April 20, 2016

Establishing A Bona Fide Prospective Purchase Defense Under CERCLA

Liability under the CERCLA (Superfund) statute is harsh – under CERCLA's system of strict liability and joint and several liability, a property owner may be on the hook for cleanup costs if the real property they purchase requires cleanup. Buyers may avoid liability using statutory defenses available to "bona fide prospective purchasers" (BFPP). In order to assert the BFPP defense, a purchaser must establish: (1) that it purchased the property after the contamination occurred; (2) that it made "all appropriate inquiries" before purchasing the property; (3) that it provided the legally required notices about the contamination; and (4) that it took steps to stop any ongoing contamination, prevent future contamination, and limit the exposure from past contamination.

Decisions in two cases have clarified what constitutes appropriate "due-diligence" necessary to allow buyers to assert the BFPP defense. In PCS Nitrogen Inc. v. Ashley II of Charleston LLC, 714 F.3d 161 (4th Cir. 2013), the Fourth Circuit Court of Appeals considered what constituted "appropriate care" in preventing the future release of hazardous materials. The owner of the site (Ashley) purchased property with knowledge that it was contaminated, but with an expressed intention to remediate the contamination. Ashley spent $194,000 investigating and cleaning up the site. Ashley then sought to recover those costs from PCS Nitrogen, alleging that it was jointly and severally liable for the cleanup costs. PCS Nitrogen counterclaimed against Ashley, which asserted a BFPP defense to the counterclaim. The trial court rejected this defense, holding that Ashley had not exercised "appropriate care" and taken "reasonable steps" to stop continuing releases of hazardous substances.

On appeal, Ashley contended that the district court applied too stringent an interpretation of "appropriate care" and "reasonable steps" in rejecting its assertion of the BFPP defense. Ashley argued that the stringent standard applied by the lower court created a disincentive for landowners to undertake voluntary redevelopment of contaminated property, because the new property owner would become liable for the full cost of cleanup as a result of minor mistakes, even those which did not contribute to any harm at the site.
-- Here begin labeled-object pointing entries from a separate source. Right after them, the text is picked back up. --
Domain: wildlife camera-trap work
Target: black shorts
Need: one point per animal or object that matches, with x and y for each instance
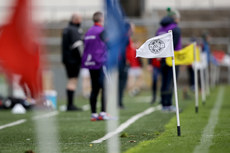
(72, 70)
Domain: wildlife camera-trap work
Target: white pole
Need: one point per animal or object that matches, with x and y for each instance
(196, 81)
(113, 144)
(203, 89)
(175, 90)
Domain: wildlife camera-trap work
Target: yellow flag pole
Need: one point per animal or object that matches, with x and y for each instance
(175, 90)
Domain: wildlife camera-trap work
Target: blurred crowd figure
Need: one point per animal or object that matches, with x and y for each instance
(72, 46)
(94, 58)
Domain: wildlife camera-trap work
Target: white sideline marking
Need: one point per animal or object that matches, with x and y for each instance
(126, 124)
(45, 115)
(12, 124)
(208, 133)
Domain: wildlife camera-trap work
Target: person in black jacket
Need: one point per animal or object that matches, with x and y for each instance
(72, 46)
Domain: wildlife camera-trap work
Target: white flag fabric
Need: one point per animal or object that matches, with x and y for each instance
(157, 47)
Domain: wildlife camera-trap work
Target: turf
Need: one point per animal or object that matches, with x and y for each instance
(192, 127)
(155, 132)
(75, 131)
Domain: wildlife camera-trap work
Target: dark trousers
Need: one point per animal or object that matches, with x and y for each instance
(167, 84)
(97, 83)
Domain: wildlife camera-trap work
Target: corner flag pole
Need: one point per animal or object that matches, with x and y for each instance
(196, 81)
(203, 90)
(175, 90)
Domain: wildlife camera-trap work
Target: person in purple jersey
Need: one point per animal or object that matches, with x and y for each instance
(94, 58)
(72, 46)
(169, 22)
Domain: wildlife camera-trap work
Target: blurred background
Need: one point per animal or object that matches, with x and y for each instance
(197, 16)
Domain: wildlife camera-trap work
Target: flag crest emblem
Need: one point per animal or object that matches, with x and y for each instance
(156, 46)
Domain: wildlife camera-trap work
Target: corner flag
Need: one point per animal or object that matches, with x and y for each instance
(157, 47)
(160, 47)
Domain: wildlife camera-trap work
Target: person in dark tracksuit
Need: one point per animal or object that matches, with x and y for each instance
(170, 22)
(72, 46)
(94, 59)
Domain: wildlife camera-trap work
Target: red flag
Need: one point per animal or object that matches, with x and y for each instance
(19, 47)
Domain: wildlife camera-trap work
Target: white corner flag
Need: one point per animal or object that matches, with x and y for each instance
(157, 47)
(160, 47)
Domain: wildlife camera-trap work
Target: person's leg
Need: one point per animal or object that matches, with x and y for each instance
(94, 74)
(72, 71)
(122, 84)
(70, 90)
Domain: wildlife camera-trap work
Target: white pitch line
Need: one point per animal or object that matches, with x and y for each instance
(12, 124)
(126, 124)
(45, 115)
(208, 133)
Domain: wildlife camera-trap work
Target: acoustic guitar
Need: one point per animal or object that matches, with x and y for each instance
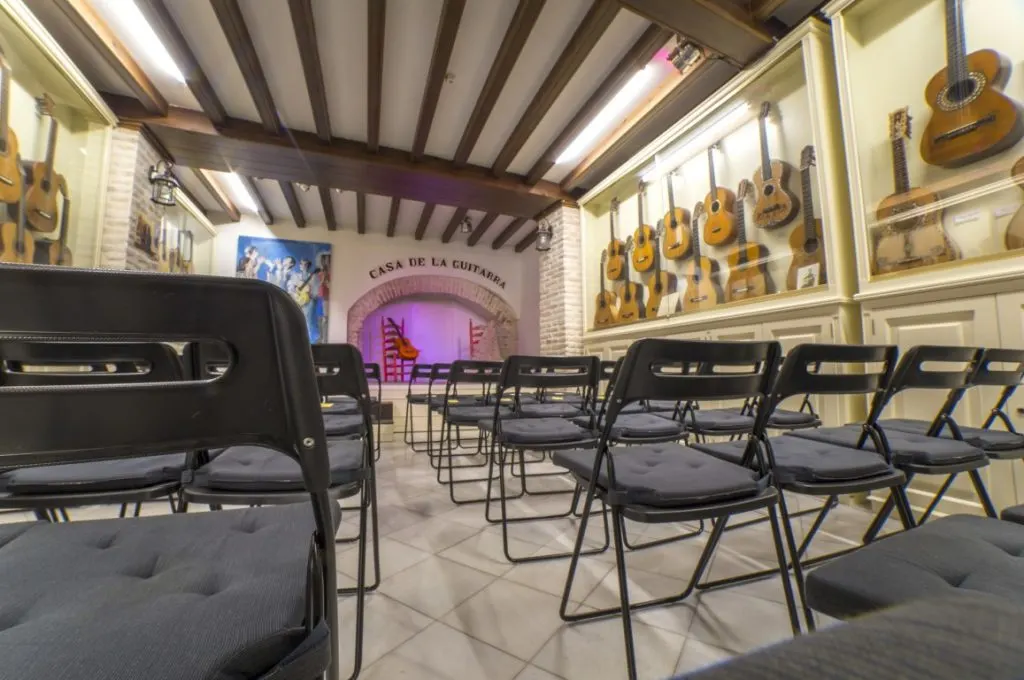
(702, 291)
(643, 237)
(605, 313)
(775, 205)
(662, 283)
(41, 197)
(631, 306)
(616, 248)
(914, 242)
(806, 241)
(720, 227)
(972, 119)
(676, 242)
(749, 275)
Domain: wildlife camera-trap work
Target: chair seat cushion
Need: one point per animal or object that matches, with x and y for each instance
(960, 553)
(204, 595)
(665, 475)
(906, 448)
(259, 469)
(807, 461)
(124, 474)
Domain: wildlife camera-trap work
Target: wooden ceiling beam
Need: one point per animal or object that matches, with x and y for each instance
(526, 13)
(376, 13)
(637, 57)
(233, 25)
(481, 228)
(167, 31)
(507, 232)
(591, 29)
(101, 38)
(305, 36)
(448, 29)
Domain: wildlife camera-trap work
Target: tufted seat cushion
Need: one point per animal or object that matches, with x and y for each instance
(960, 553)
(807, 461)
(206, 595)
(259, 469)
(665, 474)
(906, 448)
(95, 476)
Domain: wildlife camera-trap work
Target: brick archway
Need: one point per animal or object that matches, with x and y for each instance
(499, 314)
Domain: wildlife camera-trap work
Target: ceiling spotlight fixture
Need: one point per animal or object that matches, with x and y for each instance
(164, 183)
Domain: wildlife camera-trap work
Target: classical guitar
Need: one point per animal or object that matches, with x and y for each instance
(676, 243)
(616, 249)
(643, 247)
(748, 262)
(631, 305)
(905, 244)
(775, 205)
(605, 313)
(41, 197)
(10, 172)
(806, 241)
(720, 225)
(662, 283)
(702, 291)
(972, 119)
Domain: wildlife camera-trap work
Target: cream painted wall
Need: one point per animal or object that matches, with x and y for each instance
(354, 256)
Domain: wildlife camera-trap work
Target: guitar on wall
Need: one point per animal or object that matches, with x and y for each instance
(775, 205)
(616, 248)
(662, 283)
(916, 241)
(676, 241)
(806, 241)
(41, 197)
(631, 305)
(972, 119)
(720, 227)
(748, 262)
(643, 247)
(702, 291)
(605, 313)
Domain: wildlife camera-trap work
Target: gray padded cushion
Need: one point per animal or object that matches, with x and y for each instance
(259, 469)
(807, 461)
(906, 448)
(128, 473)
(993, 440)
(665, 474)
(955, 553)
(176, 597)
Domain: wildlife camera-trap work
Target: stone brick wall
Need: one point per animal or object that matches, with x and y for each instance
(561, 286)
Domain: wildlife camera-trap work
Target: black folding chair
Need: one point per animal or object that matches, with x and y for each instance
(671, 482)
(229, 594)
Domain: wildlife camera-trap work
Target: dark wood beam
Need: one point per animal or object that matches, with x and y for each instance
(640, 54)
(114, 53)
(583, 41)
(481, 228)
(516, 34)
(293, 204)
(392, 216)
(244, 146)
(328, 204)
(507, 232)
(421, 228)
(233, 26)
(163, 25)
(376, 12)
(448, 29)
(305, 36)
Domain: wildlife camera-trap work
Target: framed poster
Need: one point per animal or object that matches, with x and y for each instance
(299, 267)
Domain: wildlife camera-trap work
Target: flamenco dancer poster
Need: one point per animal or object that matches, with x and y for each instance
(301, 268)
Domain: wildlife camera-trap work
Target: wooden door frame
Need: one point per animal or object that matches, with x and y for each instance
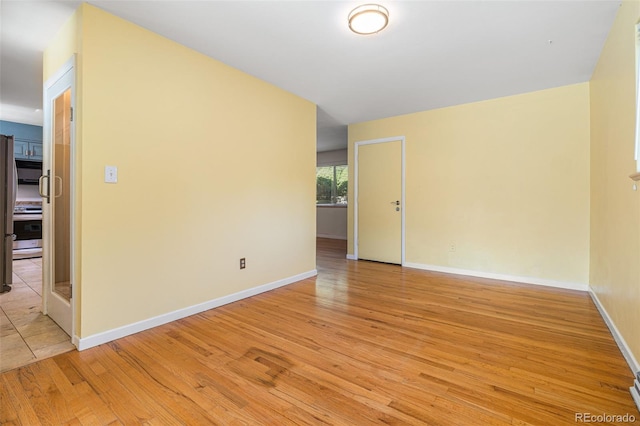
(47, 276)
(402, 195)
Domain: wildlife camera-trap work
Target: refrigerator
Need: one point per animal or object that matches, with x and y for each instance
(8, 190)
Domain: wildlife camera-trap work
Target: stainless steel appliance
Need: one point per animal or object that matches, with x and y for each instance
(8, 190)
(27, 228)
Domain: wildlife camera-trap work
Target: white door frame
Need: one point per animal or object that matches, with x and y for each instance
(47, 279)
(402, 196)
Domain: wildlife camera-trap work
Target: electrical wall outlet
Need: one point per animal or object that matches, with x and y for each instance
(110, 174)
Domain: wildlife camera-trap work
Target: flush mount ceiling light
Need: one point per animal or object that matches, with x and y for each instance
(368, 19)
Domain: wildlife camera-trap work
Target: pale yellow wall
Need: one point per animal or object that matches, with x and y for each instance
(615, 207)
(506, 181)
(213, 165)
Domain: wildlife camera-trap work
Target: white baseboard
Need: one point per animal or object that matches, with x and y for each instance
(635, 391)
(332, 237)
(501, 277)
(622, 344)
(126, 330)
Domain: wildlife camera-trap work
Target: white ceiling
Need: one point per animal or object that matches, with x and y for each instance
(433, 54)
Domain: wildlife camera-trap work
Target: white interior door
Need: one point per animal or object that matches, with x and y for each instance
(56, 189)
(379, 201)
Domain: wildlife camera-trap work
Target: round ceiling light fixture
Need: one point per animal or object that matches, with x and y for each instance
(368, 19)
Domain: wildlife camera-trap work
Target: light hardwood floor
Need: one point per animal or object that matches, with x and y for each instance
(363, 343)
(26, 335)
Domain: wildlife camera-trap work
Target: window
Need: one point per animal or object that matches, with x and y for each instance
(331, 184)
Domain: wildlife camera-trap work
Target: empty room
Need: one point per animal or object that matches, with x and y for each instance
(320, 212)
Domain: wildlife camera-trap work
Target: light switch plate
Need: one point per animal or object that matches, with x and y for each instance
(110, 174)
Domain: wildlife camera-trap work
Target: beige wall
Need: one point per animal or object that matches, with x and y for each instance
(169, 117)
(615, 206)
(506, 181)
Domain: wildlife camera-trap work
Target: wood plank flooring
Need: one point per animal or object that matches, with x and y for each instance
(363, 343)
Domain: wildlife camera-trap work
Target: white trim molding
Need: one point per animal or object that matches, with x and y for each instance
(622, 344)
(357, 144)
(129, 329)
(501, 277)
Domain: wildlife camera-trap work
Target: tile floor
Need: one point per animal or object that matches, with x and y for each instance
(26, 335)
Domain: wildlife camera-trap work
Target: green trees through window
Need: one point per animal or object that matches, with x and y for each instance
(331, 183)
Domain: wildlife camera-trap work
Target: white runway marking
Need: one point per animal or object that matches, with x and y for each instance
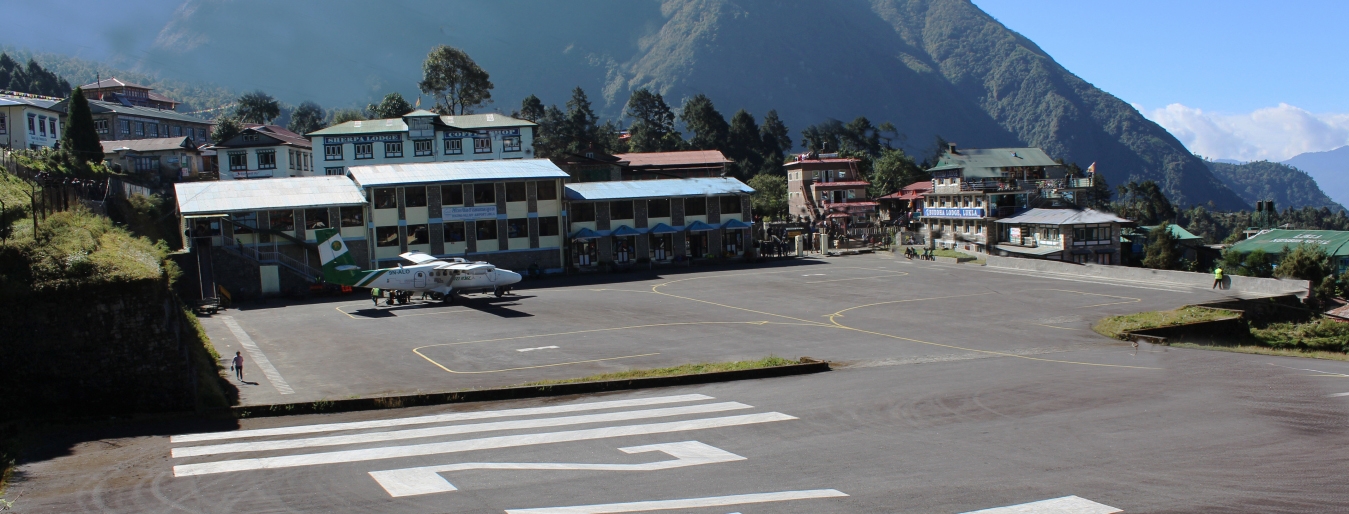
(436, 418)
(258, 358)
(1066, 505)
(474, 444)
(410, 482)
(684, 503)
(452, 431)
The Fourth Circuit rejected this argument, holding that the level of “appropriate care” required to establish a BFPP must be at least as stringent as the standard for “due care” required of an innocent landowner. The court held that the “appropriate care” standard looks to whether a party took all precautions “that a similarly situated reasonable and prudent person would have taken in light of all relevant facts and circumstances.” Under this standard, the Court concluded that Ashley’s failure to fill sumps on the property — which its own expert admitted should have been filled a year before Ashley did so — demonstrated that it had not taken “reasonable steps” to prevent any threatened future release that a similarly situated reasonable and prudent person would have taken.
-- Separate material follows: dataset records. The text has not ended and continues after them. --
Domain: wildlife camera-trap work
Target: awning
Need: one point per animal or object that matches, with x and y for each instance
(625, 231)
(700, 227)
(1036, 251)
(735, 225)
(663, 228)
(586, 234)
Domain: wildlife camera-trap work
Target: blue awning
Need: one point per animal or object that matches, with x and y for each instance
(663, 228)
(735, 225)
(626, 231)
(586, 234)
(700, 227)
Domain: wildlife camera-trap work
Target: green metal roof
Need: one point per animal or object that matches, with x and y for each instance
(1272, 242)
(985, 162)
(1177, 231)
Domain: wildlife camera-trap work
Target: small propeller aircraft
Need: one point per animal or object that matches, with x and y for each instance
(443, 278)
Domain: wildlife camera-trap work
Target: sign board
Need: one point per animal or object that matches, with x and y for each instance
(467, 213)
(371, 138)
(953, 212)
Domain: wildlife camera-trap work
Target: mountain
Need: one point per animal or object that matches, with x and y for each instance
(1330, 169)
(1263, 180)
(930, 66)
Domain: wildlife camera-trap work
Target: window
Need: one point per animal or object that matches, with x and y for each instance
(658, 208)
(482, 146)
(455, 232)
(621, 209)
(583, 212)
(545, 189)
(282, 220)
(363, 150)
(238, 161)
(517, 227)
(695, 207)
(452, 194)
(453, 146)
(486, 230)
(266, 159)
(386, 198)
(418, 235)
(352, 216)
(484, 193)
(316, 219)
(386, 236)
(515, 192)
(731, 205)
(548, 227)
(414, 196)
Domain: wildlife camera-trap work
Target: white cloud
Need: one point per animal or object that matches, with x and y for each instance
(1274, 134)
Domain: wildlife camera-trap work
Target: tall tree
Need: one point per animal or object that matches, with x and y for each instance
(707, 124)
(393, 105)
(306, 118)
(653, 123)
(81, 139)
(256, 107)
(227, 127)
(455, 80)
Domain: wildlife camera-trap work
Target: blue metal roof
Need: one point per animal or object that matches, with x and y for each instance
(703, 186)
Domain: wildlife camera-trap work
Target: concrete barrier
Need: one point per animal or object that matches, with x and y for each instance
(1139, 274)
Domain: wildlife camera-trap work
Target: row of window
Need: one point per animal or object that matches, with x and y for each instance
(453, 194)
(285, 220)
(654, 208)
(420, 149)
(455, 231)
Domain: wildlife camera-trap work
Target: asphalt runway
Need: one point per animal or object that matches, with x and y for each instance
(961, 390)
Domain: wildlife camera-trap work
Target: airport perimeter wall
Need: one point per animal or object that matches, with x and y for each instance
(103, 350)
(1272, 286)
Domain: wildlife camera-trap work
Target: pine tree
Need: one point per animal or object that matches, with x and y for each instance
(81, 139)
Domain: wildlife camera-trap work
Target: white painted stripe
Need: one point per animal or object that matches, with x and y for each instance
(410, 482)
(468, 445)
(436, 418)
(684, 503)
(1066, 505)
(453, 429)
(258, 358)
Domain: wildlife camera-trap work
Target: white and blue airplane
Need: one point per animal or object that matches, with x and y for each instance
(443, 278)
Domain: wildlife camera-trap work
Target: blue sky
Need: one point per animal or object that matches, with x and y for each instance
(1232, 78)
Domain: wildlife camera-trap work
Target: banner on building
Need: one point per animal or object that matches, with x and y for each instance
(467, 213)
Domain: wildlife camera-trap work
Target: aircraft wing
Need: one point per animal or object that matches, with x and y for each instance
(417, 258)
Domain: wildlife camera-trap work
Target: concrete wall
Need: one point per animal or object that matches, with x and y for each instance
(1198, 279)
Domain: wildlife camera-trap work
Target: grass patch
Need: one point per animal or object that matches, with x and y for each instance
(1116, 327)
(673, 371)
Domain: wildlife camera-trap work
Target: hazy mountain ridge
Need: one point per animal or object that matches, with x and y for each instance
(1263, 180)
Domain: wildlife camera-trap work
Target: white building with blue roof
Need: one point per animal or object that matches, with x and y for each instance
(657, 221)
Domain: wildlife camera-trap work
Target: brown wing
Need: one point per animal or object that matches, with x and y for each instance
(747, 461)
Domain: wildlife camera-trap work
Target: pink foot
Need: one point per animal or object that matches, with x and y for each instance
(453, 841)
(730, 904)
In Voggenthaler v. Maryland Square LLC, 724 F.3d 1050 (9th Cir. 2013), the Nevada Division of Environmental Protection (NDEP) sought to recover cleanup costs from the purchaser of a shopping center which contained soil and groundwater contaminated by PCE from an on-site dry cleaner. The trial court rejected a BFPP defense based on the fact that the affidavit the owner submitted in support of its assertion that "all appropriate inquires" had been made, had not been notarized.

On appeal, while the Ninth Circuit Court of Appeals agreed that the owner should have been permitted to correct the problem and notarize the affidavit, it nevertheless held that the affidavit did not satisfy the requirements of the BFPP defense. In order to assert a BFPP defense, the new owner had to show that it took steps to stop any ongoing contamination, prevent threatened future contamination, and prevent or stop exposure to any previously released hazardous substance.

While the owner had retained a consultant and attorneys to review and report on NDEP's files and hired a contractor to demolish a building on the site, the affidavit did not establish that Maryland Square took any steps to prevent threatened future harm. At the time of the purchase, the new owner was aware of the PCE contamination, but it took no steps to either remove the contaminated soil or to limit the spread of the PCE contamination following demolition.

Taken together, Ashley II and Voggenthaler demonstrate the need for purchasers to take specific steps to protect against a past release and to prevent any threatened future release, as well as to identify mitigation measures in order to show that the new owner took all precautions that a similarly situated reasonable and prudent person would have taken under the circumstances.